Leanne Shapton’s innovative new book sets out to capture a bittersweet part of the author’s adolescence: the years she spent training for the Olympic Trials. A fusion of cool, clear-eyed prose and watercolors, photographs and painted portraits, the memoir is a curiously arresting study of the transition from a world of rigor and routine to one of reflection and recreation.

One of Shapton’s earlier works, a pictoral novel titled Important Artifacts and Personal Property from the Collection of Lenore Doolan and Harold Morris, juxtaposed elliptical prose captions with photographs and found objects to narrate the disintegration of a four-year relationship.
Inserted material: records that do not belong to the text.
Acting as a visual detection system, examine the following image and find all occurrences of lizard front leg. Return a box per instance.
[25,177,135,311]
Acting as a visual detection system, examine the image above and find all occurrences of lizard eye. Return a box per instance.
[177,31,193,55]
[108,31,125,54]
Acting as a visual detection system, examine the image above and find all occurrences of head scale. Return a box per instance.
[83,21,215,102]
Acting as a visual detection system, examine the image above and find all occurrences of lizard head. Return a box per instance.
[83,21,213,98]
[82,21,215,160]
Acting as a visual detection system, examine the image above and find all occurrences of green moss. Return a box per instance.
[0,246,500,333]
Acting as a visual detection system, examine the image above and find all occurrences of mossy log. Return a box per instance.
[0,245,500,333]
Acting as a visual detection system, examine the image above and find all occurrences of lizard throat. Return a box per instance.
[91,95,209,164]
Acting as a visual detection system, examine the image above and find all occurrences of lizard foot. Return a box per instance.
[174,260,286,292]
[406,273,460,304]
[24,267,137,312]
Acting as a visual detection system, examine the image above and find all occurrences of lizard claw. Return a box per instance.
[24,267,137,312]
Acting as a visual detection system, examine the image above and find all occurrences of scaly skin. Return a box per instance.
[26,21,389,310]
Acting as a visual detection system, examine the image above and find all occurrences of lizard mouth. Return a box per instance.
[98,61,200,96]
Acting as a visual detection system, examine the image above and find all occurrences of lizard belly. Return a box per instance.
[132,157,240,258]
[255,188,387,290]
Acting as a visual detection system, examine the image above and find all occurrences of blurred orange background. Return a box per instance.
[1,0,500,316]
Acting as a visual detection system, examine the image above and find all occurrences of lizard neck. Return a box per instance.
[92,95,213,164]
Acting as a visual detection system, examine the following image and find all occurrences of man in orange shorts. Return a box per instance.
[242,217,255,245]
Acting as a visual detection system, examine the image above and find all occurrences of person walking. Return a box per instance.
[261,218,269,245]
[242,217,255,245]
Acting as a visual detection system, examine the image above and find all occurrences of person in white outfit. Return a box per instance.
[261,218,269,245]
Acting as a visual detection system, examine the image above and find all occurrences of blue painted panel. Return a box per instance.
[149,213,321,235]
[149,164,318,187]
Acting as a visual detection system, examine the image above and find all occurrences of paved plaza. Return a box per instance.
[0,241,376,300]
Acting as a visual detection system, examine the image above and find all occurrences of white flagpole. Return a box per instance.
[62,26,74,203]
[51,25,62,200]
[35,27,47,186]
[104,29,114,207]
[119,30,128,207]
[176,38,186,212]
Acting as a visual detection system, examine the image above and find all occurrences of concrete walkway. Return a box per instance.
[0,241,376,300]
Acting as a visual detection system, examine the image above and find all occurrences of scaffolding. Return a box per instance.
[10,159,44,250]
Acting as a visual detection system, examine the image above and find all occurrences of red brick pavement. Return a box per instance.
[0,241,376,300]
Swimming Studies includes similar set pieces: a photographic catalog of every bathing suit Shapton has ever purchased, arranged next to tantalizingly brief accounts of whatever happened on the day each was bought or worn. But in this, her first lengthy prose work, Shapton’s visuals complement rather than center the narrative. Positioned before a description of the tensely circumscribed practice of competitive racing, 12 watercolor sketches of a swimmer’s body blurred in the surrounding water offer contrasting, intuitive glimpses of Shapton’s all-absorbing underwater moments.

The brilliance of Swimming Studies lies in its delicate exploration of how the identities we’ve carved out for ourselves in the present are both haunted and shaped by the people we used to be. Dwelling on the weightlessness and silence the body experiences while submerged, Shapton examines how the attention to sound, movement and form she gained as a swimmer has conditioned her present artistic work. And she shows how the sacrifices required for competitive sports inspire the way she thinks about other, bigger things—love, for instance. These patient, careful evaluations add up to a surprisingly moving experience.